In 1920, Hazel Kyrk's dissertation at the University of Chicago was instrumental in developing the disciplines of consumer and family economics. Margaret Reid, a professor of home economics at the same university, is recognized as one of the pioneers in the study of consumer behavior and household behavior.

In 1947, Herbert A. Simon, a Nobel laureate, suggested that a decision-maker did not always make the best financial decision because of limited educational resources and personal inclinations.

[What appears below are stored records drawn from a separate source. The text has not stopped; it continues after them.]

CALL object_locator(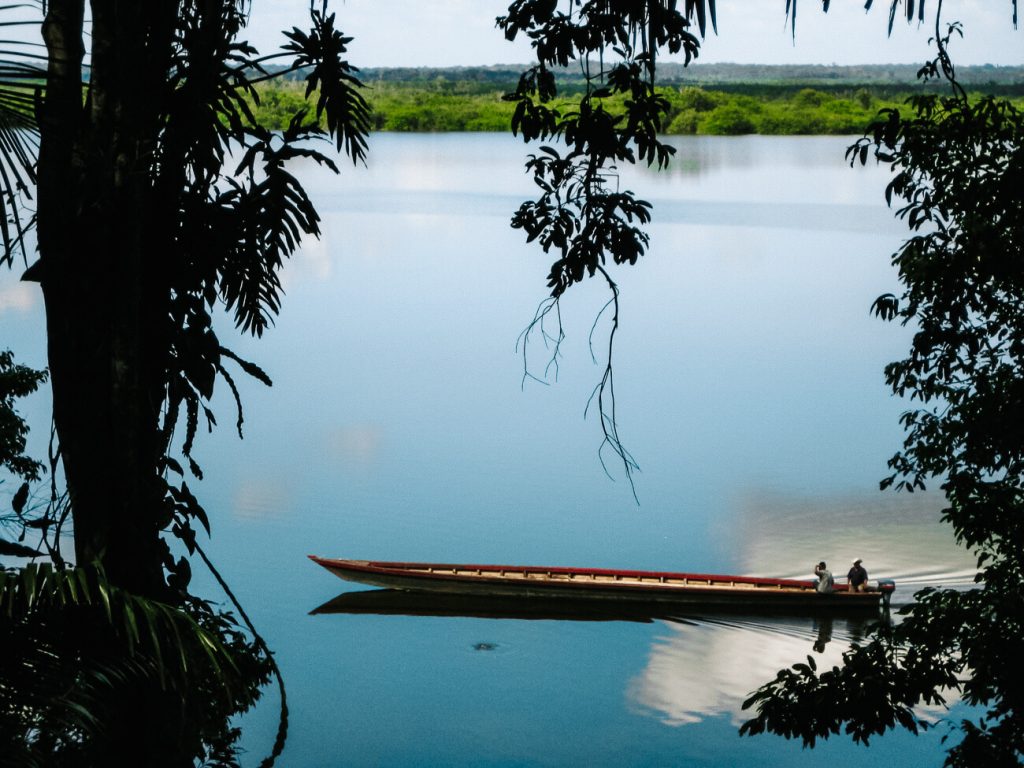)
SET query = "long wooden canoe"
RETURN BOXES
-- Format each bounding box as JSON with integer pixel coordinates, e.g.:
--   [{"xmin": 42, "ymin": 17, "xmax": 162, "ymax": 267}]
[{"xmin": 309, "ymin": 555, "xmax": 896, "ymax": 609}]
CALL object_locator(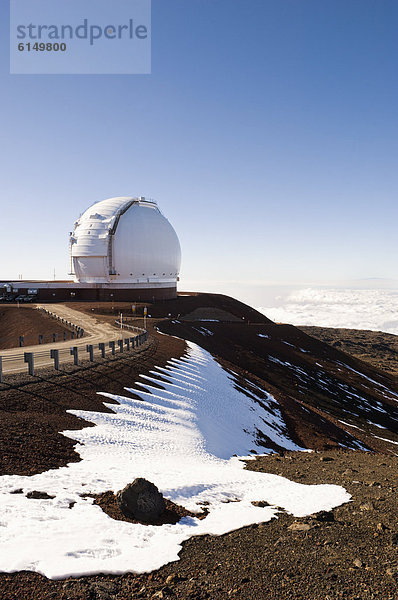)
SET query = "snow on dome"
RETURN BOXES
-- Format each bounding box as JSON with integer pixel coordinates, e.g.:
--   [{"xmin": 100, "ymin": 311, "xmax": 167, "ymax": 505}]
[{"xmin": 70, "ymin": 196, "xmax": 181, "ymax": 284}]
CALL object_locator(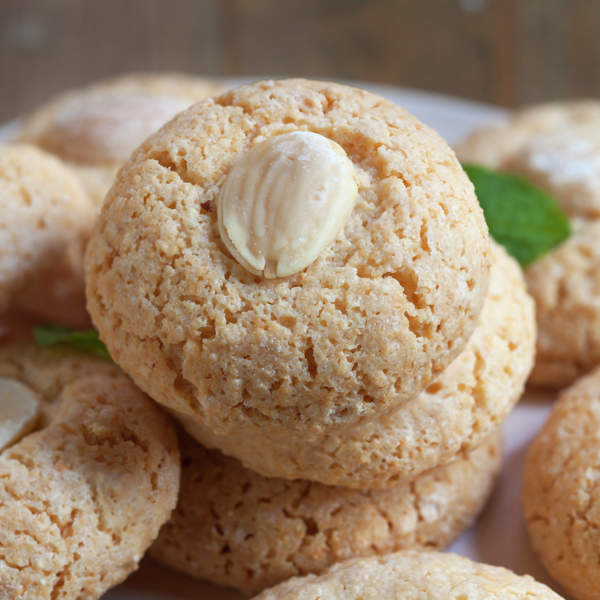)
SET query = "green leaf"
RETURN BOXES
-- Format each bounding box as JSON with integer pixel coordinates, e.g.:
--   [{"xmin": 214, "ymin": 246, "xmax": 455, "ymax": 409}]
[
  {"xmin": 33, "ymin": 325, "xmax": 110, "ymax": 360},
  {"xmin": 463, "ymin": 164, "xmax": 571, "ymax": 267}
]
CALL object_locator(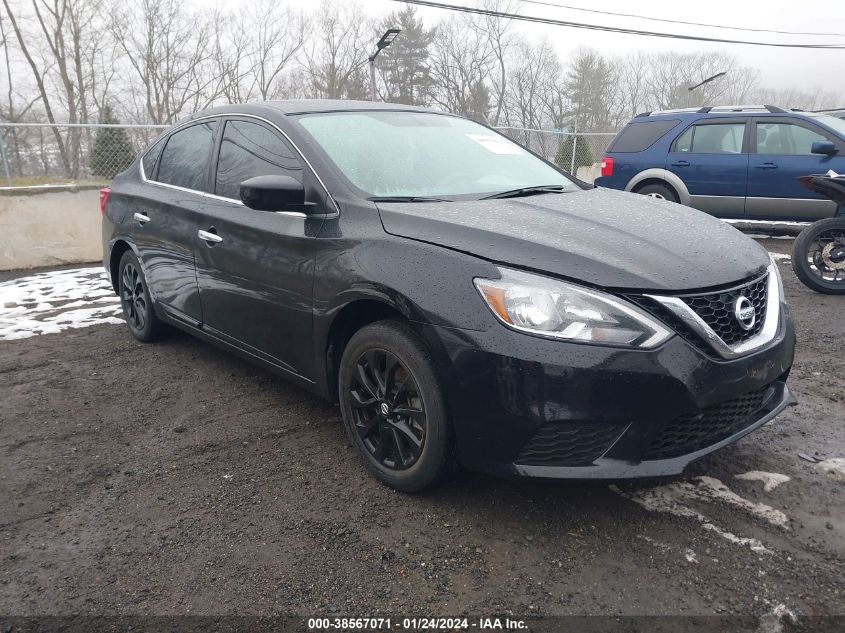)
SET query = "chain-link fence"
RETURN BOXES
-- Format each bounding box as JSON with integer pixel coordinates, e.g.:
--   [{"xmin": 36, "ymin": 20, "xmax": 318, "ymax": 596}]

Research into personal finance is based on several theories, such as social exchange theory and andragogy (adult learning theory). In America, professional bodies such as the American Association of Family and Consumer Sciences and the American Council on Consumer Interests started to play an important role in developing this field from the 1950s to the 1970s. The Association for Financial Counseling and Planning Education (AFCPE) at Iowa State University and the Academy of Financial Services (AFS) were established in 1984 and 1985 respectively. AFCPE started to offer several certifications for professionals in this field, such as Accredited Financial Counselor (AFC) and Certified Housing Counselor (CHC). Meanwhile, AFS cooperates with Certified Financial Planner (CFP Board).

Before 1990, the study of personal finance received little attention from mainstream economists and business faculties. However, several American universities such as Brigham Young University, Iowa State University, and San Francisco State University started to offer financial educational programs in both undergraduate and graduate programs since the 1990s. These institutions published several works in journals such as The Journal of Financial Counseling and Planning and the Journal of Personal Finance.

As the concerns about consumers' financial capability increased during the early 2000s, various education programs emerged, catering to a broad audience or a specific group of people, such as youth and women. The educational programs are frequently known as "financial literacy". However, there was no standardized curriculum for personal finance education until after the 2008 financial crisis. The United States President's Advisory Council on Financial Capability was set up in 2008 to encourage financial literacy among the American people. It also stressed the importance of developing a standard in financial education.

== Personal finance principles ==

It is hard to define universal personal finance principles because:

- Individual situations vary significantly when it comes to income, wealth, and consumption requirements.
- Tax and financial regulations vary between countries.
- Market conditions change both geographically and over time.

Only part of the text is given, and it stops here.